The Foreign Corrupt Practices Act (FCPA) is a United States law passed in 1977 that prohibits U.S. firms and individuals from paying bribes to foreign officials in furtherance of a business deal. The FCPA places no minimum amount for a punishment of a bribery payment. The Foreign Corrupt Practices Act also outlines required accounting transparency guidelines.

BREAKING DOWN Foreign Corrupt Practices Act

The act applies to actions that occur worldwide and is intended to deter corruption and abuses of power. The FCPA’s authority includes oversight of the actions of publicly traded companies as well as their directors, officers, shareholders, agents, and employees. This includes working through third parties such as consultants and partners in a joint venture with the company. That means the use of proxies to execute a bribe will not shield the company or individual from culpability.

Accurate record keeping of assets is required by the FCPA to ensure that only properly authorized transactions are taken under the purview of company management. Internal controls must also be put in place to assure regulators that these transactions will be accounted for in a proper fashion. 

Regulators Who Enforce the Foreign Corrupt Practices Act

The Securities and Exchange Commission along with the Department of Justice hold joint responsibility to enforce the FCPA. For its part, the SEC created a special unit within its enforcement division to focus on handling matters that fall under the auspices of the FCPA.

Violators of the act can face substantial sanctions and penalties. Punishments allowed under the act include fines of up to double the amount of the benefit expected to be received from the bribery.
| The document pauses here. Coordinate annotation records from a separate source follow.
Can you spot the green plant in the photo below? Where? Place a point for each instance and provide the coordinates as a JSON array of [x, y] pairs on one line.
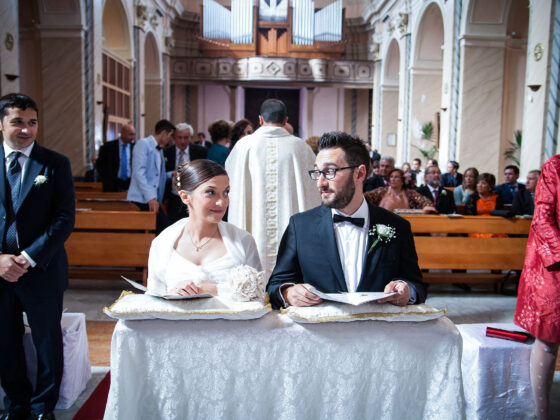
[[514, 149], [428, 134]]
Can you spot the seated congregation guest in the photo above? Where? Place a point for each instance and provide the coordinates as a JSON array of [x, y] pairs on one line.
[[524, 200], [507, 190], [195, 254], [410, 180], [452, 178], [220, 133], [313, 142], [468, 187], [240, 129], [442, 199], [330, 247], [484, 200], [398, 196]]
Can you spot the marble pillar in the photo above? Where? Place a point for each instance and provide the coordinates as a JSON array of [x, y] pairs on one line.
[[9, 49], [480, 105], [536, 86]]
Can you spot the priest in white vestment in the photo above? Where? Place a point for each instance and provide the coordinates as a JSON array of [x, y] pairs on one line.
[[268, 172]]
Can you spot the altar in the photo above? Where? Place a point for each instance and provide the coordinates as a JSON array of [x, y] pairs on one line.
[[273, 367]]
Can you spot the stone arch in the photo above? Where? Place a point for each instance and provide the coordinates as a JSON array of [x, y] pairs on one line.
[[152, 83]]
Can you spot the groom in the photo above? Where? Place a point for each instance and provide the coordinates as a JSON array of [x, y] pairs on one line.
[[334, 247], [37, 211]]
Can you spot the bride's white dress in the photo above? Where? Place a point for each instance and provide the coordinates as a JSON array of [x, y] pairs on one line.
[[181, 271], [168, 270]]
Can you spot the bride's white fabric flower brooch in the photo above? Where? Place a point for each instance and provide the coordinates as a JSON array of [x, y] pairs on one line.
[[383, 233], [40, 180]]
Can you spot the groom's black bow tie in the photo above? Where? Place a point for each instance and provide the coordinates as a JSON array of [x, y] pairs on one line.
[[358, 221]]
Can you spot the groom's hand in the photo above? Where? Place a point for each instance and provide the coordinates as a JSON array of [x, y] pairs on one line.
[[299, 295], [403, 293], [10, 270]]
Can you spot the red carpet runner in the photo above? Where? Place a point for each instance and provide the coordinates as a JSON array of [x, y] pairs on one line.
[[94, 407]]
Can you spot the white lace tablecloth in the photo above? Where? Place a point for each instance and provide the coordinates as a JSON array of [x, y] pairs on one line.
[[496, 374], [274, 368]]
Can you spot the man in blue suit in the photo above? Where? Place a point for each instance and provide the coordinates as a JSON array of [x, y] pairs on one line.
[[335, 247], [508, 189], [147, 184], [37, 208]]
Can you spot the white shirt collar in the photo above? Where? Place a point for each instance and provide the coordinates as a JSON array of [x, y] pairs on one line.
[[179, 150], [25, 151]]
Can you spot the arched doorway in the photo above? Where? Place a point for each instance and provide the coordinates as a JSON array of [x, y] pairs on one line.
[[116, 70], [152, 84], [426, 82], [390, 100]]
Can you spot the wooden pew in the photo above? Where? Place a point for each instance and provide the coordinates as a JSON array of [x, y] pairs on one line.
[[88, 186], [106, 244], [463, 252]]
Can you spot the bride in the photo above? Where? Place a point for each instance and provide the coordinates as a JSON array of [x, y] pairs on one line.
[[196, 254]]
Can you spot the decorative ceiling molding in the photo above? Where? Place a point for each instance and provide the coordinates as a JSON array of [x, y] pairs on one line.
[[272, 69]]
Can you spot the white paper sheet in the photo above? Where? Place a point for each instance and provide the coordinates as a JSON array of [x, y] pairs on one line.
[[167, 297], [352, 298]]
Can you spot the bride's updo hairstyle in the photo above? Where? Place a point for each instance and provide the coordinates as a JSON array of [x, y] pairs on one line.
[[190, 175]]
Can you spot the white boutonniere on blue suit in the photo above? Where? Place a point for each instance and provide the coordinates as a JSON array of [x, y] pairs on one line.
[[40, 180], [383, 233]]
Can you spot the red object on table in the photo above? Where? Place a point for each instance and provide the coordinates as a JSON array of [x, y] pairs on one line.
[[519, 336]]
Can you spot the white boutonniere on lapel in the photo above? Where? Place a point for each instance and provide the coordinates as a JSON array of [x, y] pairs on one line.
[[384, 233], [40, 180]]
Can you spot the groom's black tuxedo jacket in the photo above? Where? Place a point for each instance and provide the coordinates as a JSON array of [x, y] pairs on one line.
[[308, 253], [44, 220]]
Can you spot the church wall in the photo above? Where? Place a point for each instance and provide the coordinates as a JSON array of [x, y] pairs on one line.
[[480, 106], [426, 101], [213, 104], [327, 111], [389, 123], [534, 117], [9, 60], [63, 99]]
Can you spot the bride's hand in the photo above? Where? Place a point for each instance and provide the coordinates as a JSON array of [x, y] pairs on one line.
[[189, 289]]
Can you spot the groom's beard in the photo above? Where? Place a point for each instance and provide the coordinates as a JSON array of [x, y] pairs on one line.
[[341, 198]]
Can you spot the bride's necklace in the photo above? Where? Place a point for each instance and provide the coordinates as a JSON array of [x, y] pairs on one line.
[[201, 244]]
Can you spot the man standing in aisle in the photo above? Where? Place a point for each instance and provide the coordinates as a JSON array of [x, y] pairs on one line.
[[269, 183], [183, 151], [37, 207], [115, 160], [147, 184]]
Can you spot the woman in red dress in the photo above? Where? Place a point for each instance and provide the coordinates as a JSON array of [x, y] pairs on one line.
[[538, 302]]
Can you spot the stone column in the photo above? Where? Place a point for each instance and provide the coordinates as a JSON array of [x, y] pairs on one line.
[[9, 49], [540, 139]]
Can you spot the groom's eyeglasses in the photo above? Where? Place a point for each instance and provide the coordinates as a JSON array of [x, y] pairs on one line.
[[329, 173]]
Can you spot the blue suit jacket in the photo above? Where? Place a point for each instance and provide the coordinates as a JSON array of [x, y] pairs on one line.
[[308, 254], [147, 181], [44, 219]]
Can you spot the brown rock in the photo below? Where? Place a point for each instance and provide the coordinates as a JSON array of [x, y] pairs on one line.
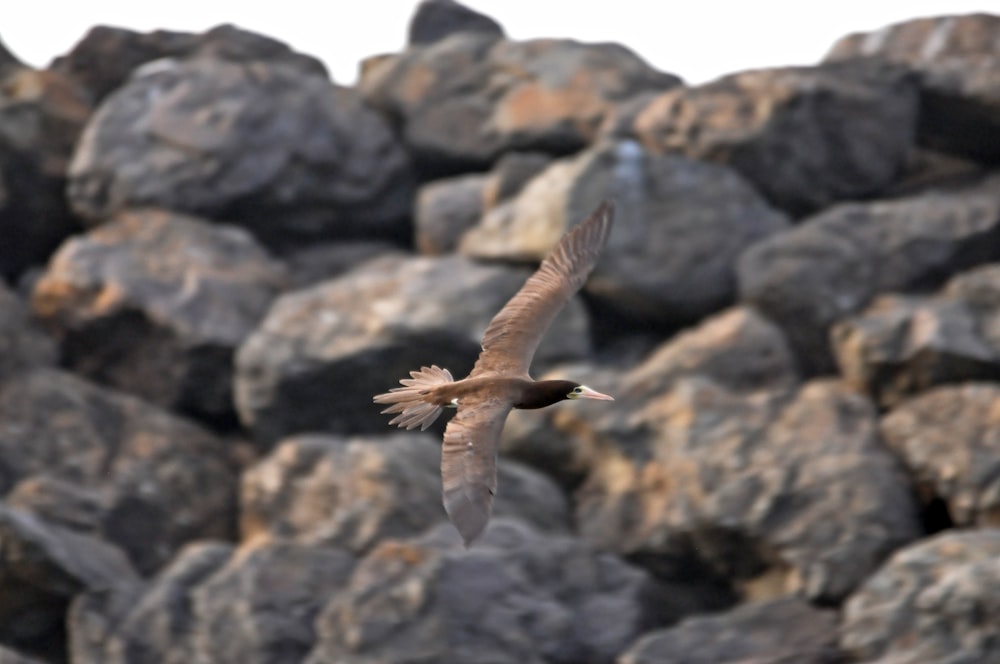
[[948, 438], [463, 101], [807, 137], [933, 602], [517, 596], [280, 151], [670, 256], [957, 59], [778, 632], [770, 493], [106, 56], [435, 20], [902, 345], [833, 264], [321, 353], [159, 481], [156, 303], [353, 493]]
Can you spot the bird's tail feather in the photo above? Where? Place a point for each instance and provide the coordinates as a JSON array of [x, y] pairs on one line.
[[408, 401]]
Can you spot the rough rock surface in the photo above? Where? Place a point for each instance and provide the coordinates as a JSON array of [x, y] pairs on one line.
[[356, 336], [283, 152], [155, 304], [934, 602]]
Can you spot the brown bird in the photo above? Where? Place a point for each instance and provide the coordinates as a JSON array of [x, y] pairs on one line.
[[499, 381]]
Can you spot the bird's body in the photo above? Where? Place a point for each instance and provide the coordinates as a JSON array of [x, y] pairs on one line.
[[500, 380]]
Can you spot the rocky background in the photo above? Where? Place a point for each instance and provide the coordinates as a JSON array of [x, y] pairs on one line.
[[213, 257]]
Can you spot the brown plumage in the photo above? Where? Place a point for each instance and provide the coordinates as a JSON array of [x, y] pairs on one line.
[[499, 381]]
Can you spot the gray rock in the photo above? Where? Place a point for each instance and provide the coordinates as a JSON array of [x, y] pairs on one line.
[[517, 596], [156, 303], [771, 493], [436, 19], [807, 137], [353, 493], [777, 632], [832, 265], [902, 345], [947, 438], [285, 153], [322, 353], [159, 481], [934, 602], [680, 226], [463, 101]]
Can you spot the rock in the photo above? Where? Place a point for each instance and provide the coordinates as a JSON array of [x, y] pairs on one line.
[[774, 494], [465, 100], [322, 353], [904, 345], [933, 602], [784, 630], [106, 56], [834, 263], [445, 210], [957, 59], [155, 303], [282, 152], [355, 492], [159, 481], [738, 349], [41, 115], [256, 603], [42, 566], [22, 344], [947, 439], [680, 226], [807, 137], [516, 596], [435, 20]]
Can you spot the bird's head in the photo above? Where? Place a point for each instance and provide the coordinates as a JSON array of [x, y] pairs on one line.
[[584, 392]]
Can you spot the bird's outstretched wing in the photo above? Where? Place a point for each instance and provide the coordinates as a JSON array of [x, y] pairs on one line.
[[469, 464], [515, 332]]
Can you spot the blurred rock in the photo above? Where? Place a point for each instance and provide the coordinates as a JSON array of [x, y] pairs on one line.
[[42, 566], [353, 493], [277, 150], [106, 56], [934, 602], [159, 481], [948, 438], [833, 264], [807, 137], [517, 596], [679, 227], [776, 494], [155, 304], [779, 632], [902, 345], [435, 20], [322, 353], [463, 101], [958, 60]]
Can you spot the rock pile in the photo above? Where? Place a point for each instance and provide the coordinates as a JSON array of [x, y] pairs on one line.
[[212, 257]]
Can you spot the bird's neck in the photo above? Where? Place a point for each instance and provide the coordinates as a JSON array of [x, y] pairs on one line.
[[542, 393]]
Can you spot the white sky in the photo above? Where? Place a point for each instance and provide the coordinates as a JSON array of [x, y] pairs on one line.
[[695, 39]]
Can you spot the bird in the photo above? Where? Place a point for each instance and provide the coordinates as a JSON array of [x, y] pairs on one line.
[[499, 380]]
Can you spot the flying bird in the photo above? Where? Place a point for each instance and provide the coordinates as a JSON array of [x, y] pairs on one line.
[[499, 381]]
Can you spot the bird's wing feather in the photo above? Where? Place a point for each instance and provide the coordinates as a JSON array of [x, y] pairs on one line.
[[469, 464], [515, 332]]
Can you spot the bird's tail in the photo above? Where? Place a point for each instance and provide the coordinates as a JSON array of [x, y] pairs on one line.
[[409, 401]]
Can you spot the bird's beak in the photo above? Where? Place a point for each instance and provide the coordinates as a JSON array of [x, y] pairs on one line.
[[587, 393]]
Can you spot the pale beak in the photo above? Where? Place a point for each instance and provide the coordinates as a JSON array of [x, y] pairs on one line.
[[587, 393]]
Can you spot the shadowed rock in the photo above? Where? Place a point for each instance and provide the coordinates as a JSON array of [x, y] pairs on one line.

Corporate entities found guilty of breaching the FCPA may be forced to accept the oversight of an independent party to ensure future compliance. In addition, individuals involved in breaking this law can face imprisonment for up to five years.

A civil action may be sought by the SEC against the responsible actors, which for companies can include employees, stockholders, officers, directors, and third parties who engaged in the bribery. Violations of the accounting rules mandated under the FCPA can also lead to legal action.

The SEC publishes some examples of penalties paid in response to violations of the FCPA. In 2018, Panasonic agreed to pay more than $143 million for charges stemming from violations of the act. According to the SEC, Panasonic offered a well-paying position to a government official with a state-owned airline in exchange for assistance securing business with the airline. Though Panasonic is headquartered in Japan, the offer was made to benefit a U.S.-based subsidiary of the company.

Communications provider Telia agreed in 2017 to pay $965 million as part of a worldwide settlement stemming from actions it took in violation of the FCPA to procure business in Uzbekistan.